Was die Teilnahme an den Brigaden angeht, ist das Interesse weitestgehend unverändert. Eine Veränderung ist eher spürbar aufgrund der angezogenen Reisekosten. Flugreisen sind erheblich teurer als noch vor einigen Jahren. Auch die Lebenshaltungskosten auf Kuba sind gestiegen. Es gibt also eher ökonomische Limitierungen. Dass das Interesse an Kuba geringer geworden ist, glaube ich nicht. Es ist einfach so, dass das Wissen über Kuba oftmals sehr einseitig ist – egal in welche Richtung. Deswegen ist es unser Anliegen, über das Land und auch über Neuentwicklungen zu informieren, seien es basisdemokratische Prozesse wie die Abstimmung zum Familiengesetz oder zur Verfassung, die Initiativen Kubas im Umweltbereich, in der Geschlechterpolitik. Neben dem natürlich alles überlagernden Thema US-Blockade. Es ist klar, dass es für uns in der politischen Arbeit wichtig bleibt, über die Blockade aufzuklären, weiterhin die Listung Kubas auf der US-Terrorliste zu thematisieren und anzuklagen. Darüber hinaus sind für ein jüngeres Publikum andere Themen als in der Vergangenheit interessant, wie Umwelt, Nachhaltigkeit, Geschlechtergerechtigkeit, Ernährung.

Sie waren im Rahmen einer gemeinsamen Delegationsreise von Cuba Sí und der Partei Die Linke im Sommer auf Kuba. Wie haben Sie das Land erlebt?

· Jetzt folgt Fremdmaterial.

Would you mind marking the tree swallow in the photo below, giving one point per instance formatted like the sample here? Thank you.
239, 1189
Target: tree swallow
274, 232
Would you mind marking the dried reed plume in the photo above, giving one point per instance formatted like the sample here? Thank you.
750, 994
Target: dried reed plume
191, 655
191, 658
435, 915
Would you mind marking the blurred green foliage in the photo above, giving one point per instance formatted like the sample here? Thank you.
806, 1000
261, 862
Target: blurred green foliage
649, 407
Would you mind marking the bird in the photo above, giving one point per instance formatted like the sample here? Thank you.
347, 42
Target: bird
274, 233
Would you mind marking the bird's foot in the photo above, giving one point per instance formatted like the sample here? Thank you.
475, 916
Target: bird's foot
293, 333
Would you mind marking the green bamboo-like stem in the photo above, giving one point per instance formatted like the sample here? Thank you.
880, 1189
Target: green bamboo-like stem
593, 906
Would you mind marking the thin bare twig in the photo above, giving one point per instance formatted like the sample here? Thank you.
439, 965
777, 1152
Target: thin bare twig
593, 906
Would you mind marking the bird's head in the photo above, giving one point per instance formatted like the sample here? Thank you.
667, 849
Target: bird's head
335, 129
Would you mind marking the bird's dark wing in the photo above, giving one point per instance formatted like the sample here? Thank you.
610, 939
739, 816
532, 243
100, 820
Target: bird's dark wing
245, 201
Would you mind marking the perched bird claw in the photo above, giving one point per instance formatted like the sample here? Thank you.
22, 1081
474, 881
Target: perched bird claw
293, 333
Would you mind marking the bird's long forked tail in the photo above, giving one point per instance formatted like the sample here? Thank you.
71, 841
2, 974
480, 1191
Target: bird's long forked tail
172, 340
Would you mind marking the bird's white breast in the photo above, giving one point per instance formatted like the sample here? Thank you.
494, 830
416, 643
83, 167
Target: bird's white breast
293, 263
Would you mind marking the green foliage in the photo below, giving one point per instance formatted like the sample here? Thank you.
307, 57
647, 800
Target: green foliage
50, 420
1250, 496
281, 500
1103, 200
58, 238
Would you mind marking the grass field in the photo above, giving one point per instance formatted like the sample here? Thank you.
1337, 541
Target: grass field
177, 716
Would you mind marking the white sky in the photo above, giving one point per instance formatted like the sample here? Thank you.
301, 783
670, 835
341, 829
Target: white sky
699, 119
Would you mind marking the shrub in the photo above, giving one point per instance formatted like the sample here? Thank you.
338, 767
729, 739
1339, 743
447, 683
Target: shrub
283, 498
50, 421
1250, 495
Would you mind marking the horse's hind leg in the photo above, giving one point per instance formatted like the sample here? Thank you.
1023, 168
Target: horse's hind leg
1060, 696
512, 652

Tatsächlich ist es so, dass sich in den vier Jahren, in denen ich nicht in Kuba war, vieles getan hat – im Positiven wie im Negativen. Was ich beobachtet habe – und das ist auch kein neues Phänomen, sondern vielmehr eine Verschärfung bisheriger Probleme –, ist der Umstand, dass die Preise trotz Währungsreform oder vielleicht auch wegen der Währungsreform in einigen Bereichen, gerade was die Lebensmittelversorgung angeht, weit jenseits von dem liegen, was ein normales Durchschnittsgehalt oder eine normale Rente eigentlich hergibt. Nach meinen Berechnungen sind die Preise zum Teil um das Zehnfache gestiegen. Ich sehe das Land darauf noch nicht vorbereitet, obgleich die Löhne, Pensionen und Gehälter deutlich angehoben wurden. Ein Novum für mich war die zunehmende Rolle und Bedeutung von kleineren und mittleren Unternehmen.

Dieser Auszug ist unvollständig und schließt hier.